ルーシーが恐怖で歩けないのに、ユートは何も感じていないらしく、そんな能天気な調子で吸血鬼に話しかけている。

 吸血鬼は一瞬声が出ない。予想外の反応だったからだろう。

 咳払いを1つした。


「おかしいですわ。私の邪気に充てられて、普通の人間は動けなくなるのが普通。あなたは何も感じないの?」

「はい、特に何もです。まずは、自己紹介しましょう。初めまして。僕の名前はユート。勇者アリナ様に仕える付き人です。年齢は13歳です」

「……私はクラウディア・マナウス。300年の時を生きる吸血鬼ですわ」


 老婆はそう自分の名を明かした。

 これはルーシーが事前に調べていたこと。クラウディアは伝承では、先代大魔王アトゥムスを倒した勇者の仲間とされている。


「それにしても勇者の付き人が何の用なのです?」


 そうクラウディアはユートに聞く。


「はい。あなたが持っているエリクサーを分けていただけないかと」


 正直に答えるユート。屈託ない笑顔である。


「くくく……。私のもつエリクサーを分けてくれですって……。あなた、脳みそが沸騰していないかですわ?」


 そうクラウディアは拒否の意思を示した。

 今までこの古城にやってきた冒険者の大半は、クラウディアを退治して自分の名声を高めようとする者ばかり。

 クラウディアは容赦なく、そういう者は殺してきた。これはクラウディアに与えられた大魔王の呪いである。

 善の側であったクラウディアが、悪の象徴として冒険者から命を狙われることになったのだ。

 大魔王アトゥムスが滅びる前に自分を倒した勇者一行に与えた呪いは、皮肉に満ちていた。それは人間の欲望に根差した汚い面を浮き立たせるものだった。


「そこを何とかお願いします。すべては神様から力を与えられた勇者アリナ様のためです」


 ユートはそう言って胸を張った。

 アリナのことになるとユートは見境がない。しかし、ルーシーは別だ。

 ユートの言葉を聞いてクラウディアの表情に悪意が満ちているのがわかった。

 特に『勇者』というワードに反応したようだった。


「ユート、やばいって、そのお願いの仕方は」


 ルーシーはユートのシャツをひっぱり、そう小声で言った。

 ユートはきょとんとしている。


「勇者ですって……。勇者……。私の知っている勇者は、私が大魔王の呪いをかけられたとき、同情はしたけれど結局は見捨てた。私はそれ以来、300年間。魔物として生きるしかなかったのですわ」

「それはお可哀そうに」


 ユートの言葉には本当に憐れむ気持ちが込められていたが、こんな子どもに慰められても300年も孤独に生きて来た老吸血鬼には、逆に馬鹿にされたように聞こえたようだ。
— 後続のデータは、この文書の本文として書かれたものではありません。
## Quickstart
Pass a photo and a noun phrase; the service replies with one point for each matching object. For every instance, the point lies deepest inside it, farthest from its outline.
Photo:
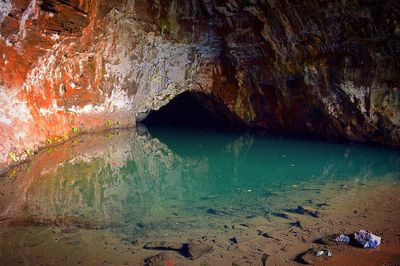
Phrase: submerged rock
(308, 211)
(306, 67)
(195, 249)
(160, 259)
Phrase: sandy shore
(375, 208)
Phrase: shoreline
(359, 208)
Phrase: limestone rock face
(316, 67)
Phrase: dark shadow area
(193, 110)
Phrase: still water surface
(140, 185)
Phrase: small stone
(233, 240)
(160, 259)
(195, 249)
(297, 224)
(164, 245)
(309, 211)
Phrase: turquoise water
(142, 183)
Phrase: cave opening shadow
(195, 110)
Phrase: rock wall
(316, 67)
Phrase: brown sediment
(362, 207)
(29, 234)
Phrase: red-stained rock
(302, 67)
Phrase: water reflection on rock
(131, 181)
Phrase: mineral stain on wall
(324, 68)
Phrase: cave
(195, 110)
(271, 132)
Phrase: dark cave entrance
(195, 110)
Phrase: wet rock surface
(307, 67)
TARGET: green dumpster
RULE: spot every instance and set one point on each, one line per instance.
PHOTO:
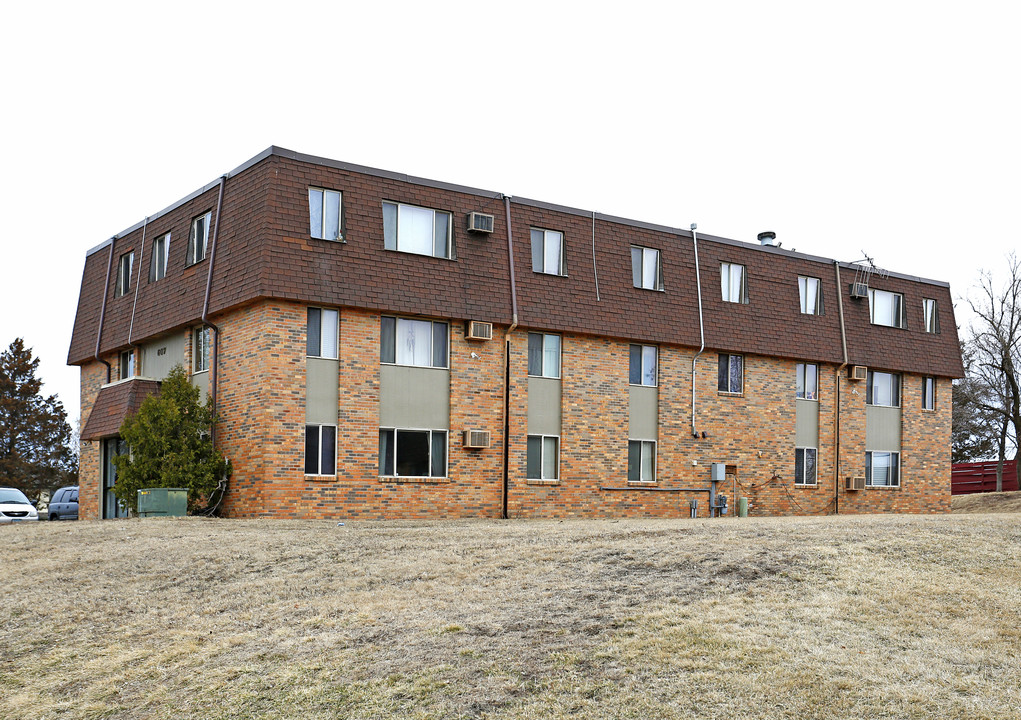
(162, 502)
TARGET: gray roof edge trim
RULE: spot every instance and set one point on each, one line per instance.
(389, 175)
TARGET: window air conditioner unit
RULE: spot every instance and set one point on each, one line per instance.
(480, 331)
(480, 223)
(476, 439)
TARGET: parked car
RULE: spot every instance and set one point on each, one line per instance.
(14, 507)
(63, 503)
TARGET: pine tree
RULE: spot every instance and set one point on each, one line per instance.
(169, 444)
(36, 452)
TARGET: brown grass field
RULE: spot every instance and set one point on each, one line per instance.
(836, 617)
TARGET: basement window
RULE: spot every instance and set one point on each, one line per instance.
(543, 457)
(418, 230)
(641, 461)
(882, 469)
(415, 453)
(805, 466)
(321, 449)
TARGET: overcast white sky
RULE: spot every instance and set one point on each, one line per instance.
(889, 128)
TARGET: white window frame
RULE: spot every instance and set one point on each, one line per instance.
(392, 235)
(895, 382)
(160, 257)
(327, 226)
(396, 438)
(804, 389)
(928, 392)
(801, 479)
(544, 442)
(893, 465)
(329, 320)
(730, 360)
(648, 365)
(646, 268)
(646, 450)
(549, 357)
(127, 364)
(125, 265)
(320, 447)
(734, 291)
(200, 349)
(545, 241)
(895, 299)
(810, 293)
(407, 324)
(930, 316)
(196, 251)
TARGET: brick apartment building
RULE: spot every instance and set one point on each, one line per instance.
(374, 349)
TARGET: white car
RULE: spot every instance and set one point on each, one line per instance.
(14, 507)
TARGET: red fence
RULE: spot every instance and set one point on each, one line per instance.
(981, 477)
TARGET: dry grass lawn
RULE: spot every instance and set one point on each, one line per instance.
(843, 617)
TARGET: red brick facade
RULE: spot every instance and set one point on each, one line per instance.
(269, 271)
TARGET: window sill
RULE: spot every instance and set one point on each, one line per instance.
(409, 481)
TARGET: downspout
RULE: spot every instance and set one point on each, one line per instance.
(836, 406)
(506, 365)
(102, 312)
(131, 325)
(205, 304)
(701, 328)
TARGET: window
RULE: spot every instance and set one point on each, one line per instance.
(732, 283)
(882, 469)
(547, 252)
(198, 239)
(128, 364)
(543, 355)
(805, 466)
(928, 393)
(124, 274)
(418, 342)
(808, 381)
(731, 374)
(323, 333)
(414, 453)
(811, 294)
(646, 271)
(642, 366)
(883, 389)
(543, 457)
(160, 253)
(321, 449)
(200, 349)
(641, 461)
(324, 213)
(929, 316)
(418, 230)
(886, 308)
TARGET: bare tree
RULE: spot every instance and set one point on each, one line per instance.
(995, 347)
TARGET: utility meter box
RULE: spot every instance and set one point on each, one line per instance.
(162, 502)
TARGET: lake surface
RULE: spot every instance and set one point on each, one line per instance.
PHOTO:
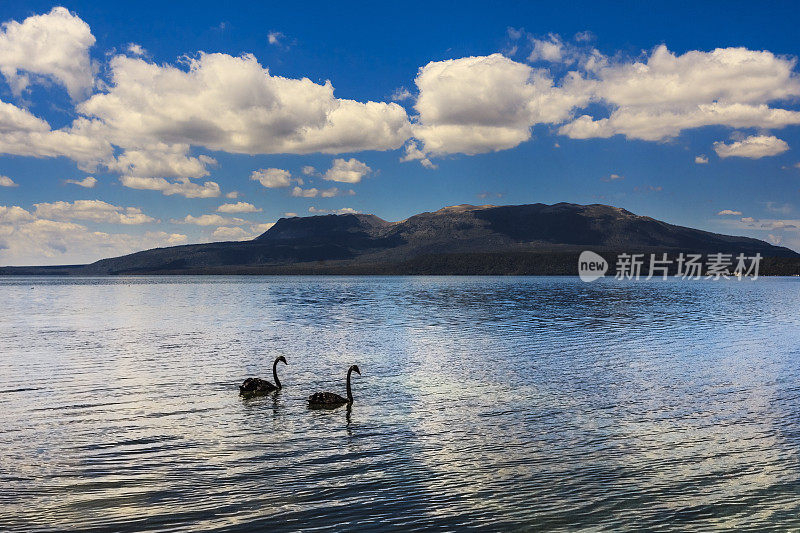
(486, 403)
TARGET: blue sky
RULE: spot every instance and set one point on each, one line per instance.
(195, 121)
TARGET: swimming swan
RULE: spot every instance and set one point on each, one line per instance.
(329, 400)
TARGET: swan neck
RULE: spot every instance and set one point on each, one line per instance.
(275, 374)
(349, 391)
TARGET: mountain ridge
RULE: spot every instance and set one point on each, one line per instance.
(364, 243)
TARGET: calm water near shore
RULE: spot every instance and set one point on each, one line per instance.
(487, 403)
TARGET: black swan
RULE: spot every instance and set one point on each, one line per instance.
(258, 386)
(329, 400)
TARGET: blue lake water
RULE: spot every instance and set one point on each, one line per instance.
(486, 403)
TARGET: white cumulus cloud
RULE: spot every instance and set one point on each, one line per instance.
(272, 178)
(753, 147)
(238, 207)
(347, 171)
(54, 45)
(87, 183)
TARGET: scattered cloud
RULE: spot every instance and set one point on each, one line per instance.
(648, 189)
(272, 178)
(183, 186)
(161, 160)
(753, 147)
(775, 207)
(210, 220)
(28, 240)
(233, 104)
(238, 207)
(236, 233)
(347, 171)
(54, 45)
(413, 153)
(400, 94)
(299, 192)
(14, 214)
(87, 183)
(136, 49)
(487, 103)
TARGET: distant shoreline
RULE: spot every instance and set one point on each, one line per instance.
(454, 264)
「あなたなんかに言われたくないですわ。死ぬといいですわ!」


 元勇者一行に加わっていた魔法使いらしく、無詠唱で直径1mもの炎の火球を5つも作り出した。自分の頭上に半円状に出現している。


「焼かれて死ぬといいですわ、黒炎弾5連!」


 すさまじい炎がユートとルーシーに向かって来る。あんな火球が命中したら、間違いなく黒コゲで死んでしまう。

 ルーシーはもう死んだと思った。


(ああ……短い人生だった……って、うそ!)


 ルーシーは目の前で起こっていることに思わず目をこすってしまった。

 ユートが素手でポンポンと火球を受け流したのだ。

 直径は5mもある巨大な火球を。

 弾かれた火球は広間の壁にあたり、壁が炎に包まれた。


「ありゃ、これじゃ、火事になりますね」


 ユートが右手で払うと、燃えている炎に水がどどっと降りかかった。魔法で水を出したのだ。

 水の勢いに燃え広がった大火が嘘のように鎮火する。


(嘘だろ……)


 たぶん、ルーシーと同じ考えの老吸血鬼は、ポカンと口を開けたまま固まっている。

 その隙を逃さないユート。老吸血鬼の背後に回って、両肩を抑え込んだ。目にもとまらぬ速さ とはこのことだ。

 ルーシーも吸血鬼もあまりの展開にボー然として動けない。


「今です、ルーシーさん、聖水をかけてください!」

「え、ええええっ!」


 読めない。ユートの行動が読めない。

 読めないが聖水を使うことは理解できる。

 確かに吸血鬼に聖水を振りかければ、ダメージを与えられるかもしれない。

 先ほどもワイトも一撃で動かなくなった。


(よし、聖水パワーでこの吸血鬼も……案外、これで勝負がついたりして)


 ルーシーは聖水の瓶を逆さにして、全て老吸血鬼のくすんだ黒髪交じりの白髪に振りかけた。

「どうだ、これで吸血鬼は退散~っと……」


 頭の毛がびっしょりと濡れた老婆が恨めしそうにルーシーを見る。


「え……効かないの?」

「聖水など、私に効くものですか!」


 そう抜けた歯が目立つ口で老吸血鬼は怒鳴った。


「私は大魔王の呪いで若さを失い、そして吸血鬼にされのですわ。しかし、私自身は神の信仰を失っていない。吸血鬼ではあるが、これまで人の血は吸ったことがないの。それはすなわち、神の敵ではないということですわ」

(なるほど……。人の血を吸ってないから、真の吸血鬼化はしていないということ。聖水は効果がない……)


 老婆は右手でルーシーを軽く払った。風圧でルーシーの体が後方へ5mも転がる。